To confirm that corisin was the main culprit behind the kidney damage, the researchers gave the mice antibodies against corisin. They saw a dramatic reduction in the speed of kidney damage.
“When we treated the mice with an antibody that neutralizes corisin, it slowed the aging of kidney cells and greatly reduced kidney scarring,” said Gabazza, who also is an adjunct professor of animal sciences at Illinois. “While no such antibody is currently approved for use in humans, our findings suggest it could be developed into a new treatment.”

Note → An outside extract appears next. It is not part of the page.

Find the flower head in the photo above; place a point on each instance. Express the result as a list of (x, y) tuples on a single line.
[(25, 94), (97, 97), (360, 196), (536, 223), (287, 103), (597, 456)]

Next, the researchers plan to test anticorisin treatments in more advanced animal models, such as pigs, to explore how they could be adapted for safe use in humans. The U. of I. and Mie University have a joint invention disclosure on corisin antibodies.
“Our work suggests that blocking corisin, either with antibodies or other targeted therapies, could slow down or prevent kidney scarring in diabetes and thus enhance the quality of life for patients,” Cann said.
This study was supported by the Japan Science and Technology Agency, the Japan Society for the Promotion of Science, the Takeda Science Foundation, the
Japan Association for Diabetes Education and Care, the Eli Lilly Japan Innovation Research Grant, the Daiwa Security Foundation and the Charles and Margaret Levin Family Foundation. Cann is also a professor of microbiology and nutritional sciences and a member of the Center for East Asian and Pacific Studies at Illinois.